I don't understand the following proof:
In $P_n(k)$, $n>1$ the Fano plane is satisfied if and only if the characteristic of $k=2$. Using homogeneous coordinates:
Take $A=\{0,0,1\}$, $B=\{1,0,0\}$, $C=\{0,1,0\}$, and $D=\{1,1,1\}$
From here, he can determine the equations of the lines AC, AB and AD. Therefore he has that $P=\{0,1,1\}$, $Q=\{1,1,0\}$, $R=\{1,0,1\}$. How does one obtain these coordinates?
Finally, $P,Q,R$ are on the same line of equation $ax+by+cz=0$. This is equivalent to $a+b=b+c=a+c=0$ which has a no trivial solution if and only if $k$ has characteristic $2$.
I know the basics of the homogeneous coordinate system, and I still can figure out this proof. I would really appreciate if somone explained this proof step by step.

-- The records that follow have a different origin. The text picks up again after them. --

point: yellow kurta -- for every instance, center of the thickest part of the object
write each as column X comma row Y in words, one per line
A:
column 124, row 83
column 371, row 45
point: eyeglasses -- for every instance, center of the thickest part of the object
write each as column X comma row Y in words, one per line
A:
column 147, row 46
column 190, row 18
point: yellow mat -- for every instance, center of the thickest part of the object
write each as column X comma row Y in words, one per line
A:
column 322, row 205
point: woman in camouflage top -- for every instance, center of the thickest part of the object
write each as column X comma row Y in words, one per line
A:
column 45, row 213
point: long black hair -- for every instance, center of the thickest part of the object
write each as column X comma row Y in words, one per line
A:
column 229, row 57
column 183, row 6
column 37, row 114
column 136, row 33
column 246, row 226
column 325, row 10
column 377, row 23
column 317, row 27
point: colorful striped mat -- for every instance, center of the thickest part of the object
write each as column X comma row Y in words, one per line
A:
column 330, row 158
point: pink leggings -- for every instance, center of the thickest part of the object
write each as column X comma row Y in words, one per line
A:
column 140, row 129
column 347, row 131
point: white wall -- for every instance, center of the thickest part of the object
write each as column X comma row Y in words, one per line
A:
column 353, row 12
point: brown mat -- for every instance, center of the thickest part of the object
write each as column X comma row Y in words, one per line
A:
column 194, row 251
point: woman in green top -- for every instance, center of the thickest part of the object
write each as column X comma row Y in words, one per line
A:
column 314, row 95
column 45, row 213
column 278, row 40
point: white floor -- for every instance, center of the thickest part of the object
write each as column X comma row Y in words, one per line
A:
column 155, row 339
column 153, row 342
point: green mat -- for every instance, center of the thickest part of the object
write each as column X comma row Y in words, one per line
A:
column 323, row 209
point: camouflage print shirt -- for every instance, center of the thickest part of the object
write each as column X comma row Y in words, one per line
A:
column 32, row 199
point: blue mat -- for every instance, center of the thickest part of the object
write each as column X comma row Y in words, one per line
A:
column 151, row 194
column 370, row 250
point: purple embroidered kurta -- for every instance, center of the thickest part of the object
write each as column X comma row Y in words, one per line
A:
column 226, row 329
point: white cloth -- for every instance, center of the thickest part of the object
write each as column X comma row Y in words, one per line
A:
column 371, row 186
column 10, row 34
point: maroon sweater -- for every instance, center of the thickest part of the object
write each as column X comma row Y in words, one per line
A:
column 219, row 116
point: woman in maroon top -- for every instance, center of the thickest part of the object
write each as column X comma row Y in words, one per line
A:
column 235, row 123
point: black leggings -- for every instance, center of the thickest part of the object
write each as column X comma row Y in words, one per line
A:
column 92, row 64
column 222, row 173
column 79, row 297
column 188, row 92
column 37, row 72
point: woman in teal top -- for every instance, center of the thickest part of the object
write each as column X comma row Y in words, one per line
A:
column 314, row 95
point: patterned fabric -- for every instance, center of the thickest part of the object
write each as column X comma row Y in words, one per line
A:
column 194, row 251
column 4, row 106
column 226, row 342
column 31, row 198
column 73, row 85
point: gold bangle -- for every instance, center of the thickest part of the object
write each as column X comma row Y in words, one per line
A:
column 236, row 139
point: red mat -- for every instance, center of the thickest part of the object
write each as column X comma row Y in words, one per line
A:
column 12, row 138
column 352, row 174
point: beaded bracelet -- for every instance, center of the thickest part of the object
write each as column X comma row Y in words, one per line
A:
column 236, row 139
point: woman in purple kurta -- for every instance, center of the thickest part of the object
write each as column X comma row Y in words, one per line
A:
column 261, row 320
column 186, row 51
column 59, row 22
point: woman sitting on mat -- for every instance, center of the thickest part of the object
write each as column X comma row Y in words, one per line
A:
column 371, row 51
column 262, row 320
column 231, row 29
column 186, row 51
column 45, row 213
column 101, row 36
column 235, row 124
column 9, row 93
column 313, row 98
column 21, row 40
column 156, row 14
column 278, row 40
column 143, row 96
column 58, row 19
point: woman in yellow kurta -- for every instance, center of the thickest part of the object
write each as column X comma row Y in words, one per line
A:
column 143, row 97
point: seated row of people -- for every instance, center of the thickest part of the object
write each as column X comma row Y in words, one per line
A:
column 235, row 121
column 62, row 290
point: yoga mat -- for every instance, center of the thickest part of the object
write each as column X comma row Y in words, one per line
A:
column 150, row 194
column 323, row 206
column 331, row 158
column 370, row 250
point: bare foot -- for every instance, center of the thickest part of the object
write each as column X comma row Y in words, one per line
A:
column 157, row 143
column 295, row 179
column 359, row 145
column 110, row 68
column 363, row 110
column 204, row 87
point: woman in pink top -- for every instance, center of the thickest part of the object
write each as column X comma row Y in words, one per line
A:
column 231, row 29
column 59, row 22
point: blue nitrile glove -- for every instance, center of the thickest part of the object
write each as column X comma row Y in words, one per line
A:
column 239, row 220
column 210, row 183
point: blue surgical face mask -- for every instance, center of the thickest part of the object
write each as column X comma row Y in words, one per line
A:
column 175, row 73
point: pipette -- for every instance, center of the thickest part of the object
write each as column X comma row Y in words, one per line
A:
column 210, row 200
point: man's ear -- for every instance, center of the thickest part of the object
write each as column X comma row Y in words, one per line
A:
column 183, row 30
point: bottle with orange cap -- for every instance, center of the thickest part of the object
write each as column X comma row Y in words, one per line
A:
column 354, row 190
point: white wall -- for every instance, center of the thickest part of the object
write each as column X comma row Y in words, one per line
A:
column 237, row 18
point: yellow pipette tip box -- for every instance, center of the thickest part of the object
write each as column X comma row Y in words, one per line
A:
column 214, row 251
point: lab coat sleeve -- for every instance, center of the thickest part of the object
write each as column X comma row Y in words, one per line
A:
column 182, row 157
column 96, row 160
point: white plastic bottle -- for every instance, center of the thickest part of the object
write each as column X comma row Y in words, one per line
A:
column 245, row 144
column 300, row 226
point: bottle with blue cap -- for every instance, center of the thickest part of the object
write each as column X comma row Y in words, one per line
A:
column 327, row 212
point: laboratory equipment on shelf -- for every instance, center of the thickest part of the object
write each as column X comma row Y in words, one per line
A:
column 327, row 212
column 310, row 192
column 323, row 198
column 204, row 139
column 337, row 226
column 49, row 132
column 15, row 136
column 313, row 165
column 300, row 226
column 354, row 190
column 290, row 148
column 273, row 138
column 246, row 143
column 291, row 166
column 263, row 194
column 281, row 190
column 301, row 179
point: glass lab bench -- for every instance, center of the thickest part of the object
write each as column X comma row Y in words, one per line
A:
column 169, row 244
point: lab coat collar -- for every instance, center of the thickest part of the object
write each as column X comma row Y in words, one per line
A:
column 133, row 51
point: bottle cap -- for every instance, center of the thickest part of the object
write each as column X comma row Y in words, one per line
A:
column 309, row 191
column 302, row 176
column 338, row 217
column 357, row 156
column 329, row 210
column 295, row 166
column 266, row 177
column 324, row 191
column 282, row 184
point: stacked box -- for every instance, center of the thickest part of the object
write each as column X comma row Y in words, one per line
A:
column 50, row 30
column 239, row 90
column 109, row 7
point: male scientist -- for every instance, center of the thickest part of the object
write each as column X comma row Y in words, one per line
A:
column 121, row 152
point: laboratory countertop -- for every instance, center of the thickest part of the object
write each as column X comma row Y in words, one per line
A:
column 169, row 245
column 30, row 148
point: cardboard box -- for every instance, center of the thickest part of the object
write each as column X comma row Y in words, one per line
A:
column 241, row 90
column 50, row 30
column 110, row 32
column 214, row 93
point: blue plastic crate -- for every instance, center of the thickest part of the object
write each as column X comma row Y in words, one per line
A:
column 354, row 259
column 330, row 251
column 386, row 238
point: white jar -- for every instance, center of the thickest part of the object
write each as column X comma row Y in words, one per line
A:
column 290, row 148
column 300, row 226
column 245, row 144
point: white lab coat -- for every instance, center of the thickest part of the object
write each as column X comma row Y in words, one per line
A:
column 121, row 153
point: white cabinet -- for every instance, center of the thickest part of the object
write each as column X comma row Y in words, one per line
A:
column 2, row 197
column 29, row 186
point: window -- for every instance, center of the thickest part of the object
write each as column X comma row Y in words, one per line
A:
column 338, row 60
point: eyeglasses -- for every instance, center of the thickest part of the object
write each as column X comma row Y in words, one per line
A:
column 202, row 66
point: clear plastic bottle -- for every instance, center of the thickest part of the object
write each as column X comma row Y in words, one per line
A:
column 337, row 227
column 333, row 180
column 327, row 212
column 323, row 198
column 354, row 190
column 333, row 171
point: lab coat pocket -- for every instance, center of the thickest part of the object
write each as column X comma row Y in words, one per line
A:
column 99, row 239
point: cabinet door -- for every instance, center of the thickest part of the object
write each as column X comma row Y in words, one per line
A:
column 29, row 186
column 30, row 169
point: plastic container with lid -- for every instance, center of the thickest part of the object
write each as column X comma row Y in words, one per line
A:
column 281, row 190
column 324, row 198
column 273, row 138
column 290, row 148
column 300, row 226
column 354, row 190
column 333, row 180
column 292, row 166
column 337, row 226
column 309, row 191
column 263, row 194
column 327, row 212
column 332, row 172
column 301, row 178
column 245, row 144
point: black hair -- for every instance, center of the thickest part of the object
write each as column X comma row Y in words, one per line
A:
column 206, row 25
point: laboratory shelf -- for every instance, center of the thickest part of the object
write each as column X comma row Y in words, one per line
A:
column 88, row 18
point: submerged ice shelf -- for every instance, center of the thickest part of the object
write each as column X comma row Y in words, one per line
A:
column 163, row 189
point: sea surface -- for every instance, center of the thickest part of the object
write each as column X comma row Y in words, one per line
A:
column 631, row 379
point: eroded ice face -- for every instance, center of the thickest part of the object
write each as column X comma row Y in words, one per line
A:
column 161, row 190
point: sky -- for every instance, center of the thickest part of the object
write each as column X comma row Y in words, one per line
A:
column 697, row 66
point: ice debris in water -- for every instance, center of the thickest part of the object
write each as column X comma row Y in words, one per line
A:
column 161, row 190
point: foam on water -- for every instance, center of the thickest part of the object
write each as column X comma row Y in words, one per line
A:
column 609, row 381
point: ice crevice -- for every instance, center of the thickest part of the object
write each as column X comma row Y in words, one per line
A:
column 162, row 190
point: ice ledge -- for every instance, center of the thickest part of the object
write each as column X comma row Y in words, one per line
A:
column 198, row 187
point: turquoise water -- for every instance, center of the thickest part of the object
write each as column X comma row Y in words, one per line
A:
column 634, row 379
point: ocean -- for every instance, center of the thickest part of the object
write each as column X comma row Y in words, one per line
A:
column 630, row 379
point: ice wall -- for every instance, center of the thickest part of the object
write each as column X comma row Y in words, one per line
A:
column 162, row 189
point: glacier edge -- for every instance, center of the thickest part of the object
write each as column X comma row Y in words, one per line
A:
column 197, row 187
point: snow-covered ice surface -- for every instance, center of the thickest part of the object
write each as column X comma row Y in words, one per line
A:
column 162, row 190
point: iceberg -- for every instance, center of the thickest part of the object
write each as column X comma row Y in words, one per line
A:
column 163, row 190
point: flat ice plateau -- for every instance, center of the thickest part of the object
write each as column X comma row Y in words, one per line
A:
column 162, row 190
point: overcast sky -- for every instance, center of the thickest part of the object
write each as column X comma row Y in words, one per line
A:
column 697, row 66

How to obtain $P=\{0,1,1\}$? Well, the line $AC$ is characterized by $x=0$ or equivalently homogeneous line coordinates $\{1,0,0\}$. Likewise $BD$ is $y=z$ or equivalently $\{0,1,-1\}$. You could compute these line coordinates using cross products, or by looking sharply at the numbers, as there is only one homogeneous linear equation (i.e. without constant term) satisfied by both points on each line. So $P$ needs to have $x=0$ and $y=z$, which means $\{0,1,1\}$ and its multiples are the only solution. But multiples of homogeneous coordinates are the same point.
In a similar fashion, $Q$ is characterized by $z=0$ from $BC$ and by $x=y$ from $AD$ leading to $\{1,1,0\}$ and $R$ is characterized by $y=0$ from $AB$ and by $x=z$ from $CD$ leading to $\{1,0,1\}$.
The line $PQ$ could be described by $x+z=y$ or $\{1,-1,1\}$. Likewise $PR$ is $x+y=z$ or $\{1,1,-1\}$. If these two are to be the same line, you need a field where $1=-1$ i.e. characteristic $2$.
Hope this perspective helps you. There are many ways to interpret projective concepts, and this is a guess at what might be useful. Others may come up with completely different explanations, suitable for different visitors of this question.